Makes 10 cupcake size or 20 bite size*


4 tbsp coconut oil (soft but mot melted)

2 tbsp crunchy peanut butter 

1 tbsp coconut milk 

1 tsp pure vanilla essence

4 tsp cacao powder

1/8 tsp Himalayan Pink Salt

4 tbsp rice malt syrup

1/3 cup quinoa puffs **

1/4 cup activated buckwheat groats

*You can use a silicon ice tray to make the bite size ones, they come in all kinds of fun shapes!

**I get this from health food stores, alternatively you could use rice bubbles.

1. Put the coconut oil in a small food processor with the peanut butter, coconut milk and vanilla and blend until the ingredients are well combined and creamy (only about 30 seconds).
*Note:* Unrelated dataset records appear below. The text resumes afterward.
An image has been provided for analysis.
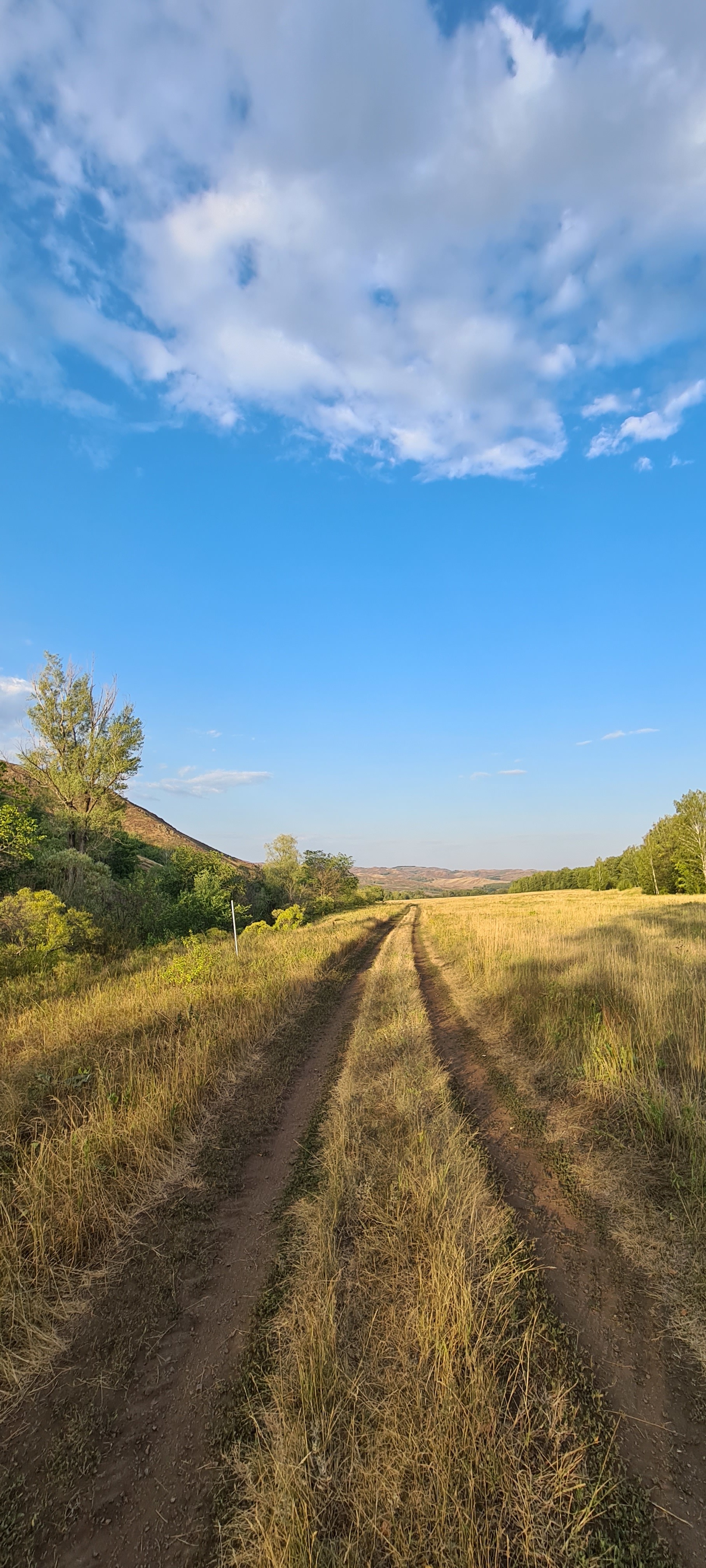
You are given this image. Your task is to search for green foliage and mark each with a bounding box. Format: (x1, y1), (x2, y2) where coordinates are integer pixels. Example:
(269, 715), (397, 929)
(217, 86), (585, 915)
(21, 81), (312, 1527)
(271, 903), (306, 931)
(22, 654), (143, 850)
(0, 887), (96, 975)
(0, 801), (44, 875)
(303, 850), (358, 898)
(262, 833), (304, 900)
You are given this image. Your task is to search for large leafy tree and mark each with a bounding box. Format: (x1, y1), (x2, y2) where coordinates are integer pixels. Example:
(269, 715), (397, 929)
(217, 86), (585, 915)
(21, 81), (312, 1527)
(675, 789), (706, 892)
(304, 850), (358, 898)
(20, 654), (143, 851)
(262, 833), (304, 903)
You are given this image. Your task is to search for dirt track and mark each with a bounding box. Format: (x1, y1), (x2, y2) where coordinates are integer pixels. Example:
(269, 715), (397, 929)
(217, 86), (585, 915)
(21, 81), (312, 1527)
(414, 919), (706, 1568)
(0, 920), (706, 1568)
(0, 922), (392, 1568)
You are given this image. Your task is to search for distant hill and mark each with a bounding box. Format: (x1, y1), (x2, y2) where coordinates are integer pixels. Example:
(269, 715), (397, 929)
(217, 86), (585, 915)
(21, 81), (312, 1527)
(121, 800), (260, 872)
(1, 762), (260, 873)
(353, 866), (530, 895)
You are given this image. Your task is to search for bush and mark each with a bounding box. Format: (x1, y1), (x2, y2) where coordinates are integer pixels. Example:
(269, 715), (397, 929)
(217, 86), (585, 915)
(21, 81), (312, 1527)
(0, 887), (96, 975)
(271, 903), (306, 931)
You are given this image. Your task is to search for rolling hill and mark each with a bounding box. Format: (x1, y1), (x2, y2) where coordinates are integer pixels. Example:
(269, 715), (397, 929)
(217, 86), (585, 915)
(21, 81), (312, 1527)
(353, 866), (529, 897)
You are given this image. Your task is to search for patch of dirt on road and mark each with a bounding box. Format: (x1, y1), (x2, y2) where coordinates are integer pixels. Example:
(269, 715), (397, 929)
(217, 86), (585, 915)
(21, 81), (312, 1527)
(0, 920), (394, 1568)
(414, 920), (706, 1568)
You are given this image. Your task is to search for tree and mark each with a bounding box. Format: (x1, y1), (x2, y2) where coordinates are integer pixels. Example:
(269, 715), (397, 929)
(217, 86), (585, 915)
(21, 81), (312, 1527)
(304, 850), (358, 898)
(0, 801), (44, 877)
(262, 833), (304, 903)
(673, 789), (706, 892)
(20, 654), (143, 853)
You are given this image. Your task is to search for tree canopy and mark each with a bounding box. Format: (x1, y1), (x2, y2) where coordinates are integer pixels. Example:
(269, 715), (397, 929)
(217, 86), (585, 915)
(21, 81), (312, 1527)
(20, 654), (143, 851)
2. Add in the cacao and salt and blend again for a few seconds, using a spatular to scrape the mixture off the edges so that it is all mixed in evenly.

3. Add in the rice malt syrup and blend again to combine with the rest of the mixture - this should be a very quick blend because you don't want to over mix it at this point.

4. Using a spatular to scoop out the mixture and put it in a mixing bowl, add in the buckwheat groats and quinoa puffs and mix until they are well integrated. Then put the mixture in patty cases or silicon mould of your choice.

5. Freeze for a minimum of 30mins, but the longer the better!